A little-known recent novel: The Language Nobody Speaks, by Eugene Mirabelli
a review by Rich Horton
OK, this wasn't a bestseller -- not even close. And it's not all that old. It might be sort of forgotten, alas. The real reason I'm covering it is, well, that I like Eugene Mirabelli (and his work), and that I hadn't finished my latest "Old Bestseller" (a novel by Gaston Leroux that I'm find hard going) and that I just finished my latest Ace Double (a Gordon Dickson pairing).

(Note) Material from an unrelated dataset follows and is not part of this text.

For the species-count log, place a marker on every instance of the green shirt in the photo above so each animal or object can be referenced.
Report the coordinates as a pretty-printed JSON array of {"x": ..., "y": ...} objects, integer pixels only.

Eugene Mirabelli has written a number of mainstream novels ... the first of them dating all the way back to the my year of birth, 1959. (Indeed, he was born in Massachusetts in 1931 -- as was my father!) He came to my attention with a number of quite lovely SF/Fantasy stories, in F&SF, Asimov's, and Not One of Us. I used a couple of them in my Best of the Year books, and we've reprinted another at Lightspeed. I figured I ought to try one of his novels, and I picked The Language Nobody Speaks, which dates to 1999. I supposed I must admit that I was partly convinced to choose this one by the cover photograph, of a very beautiful and not very clothed woman.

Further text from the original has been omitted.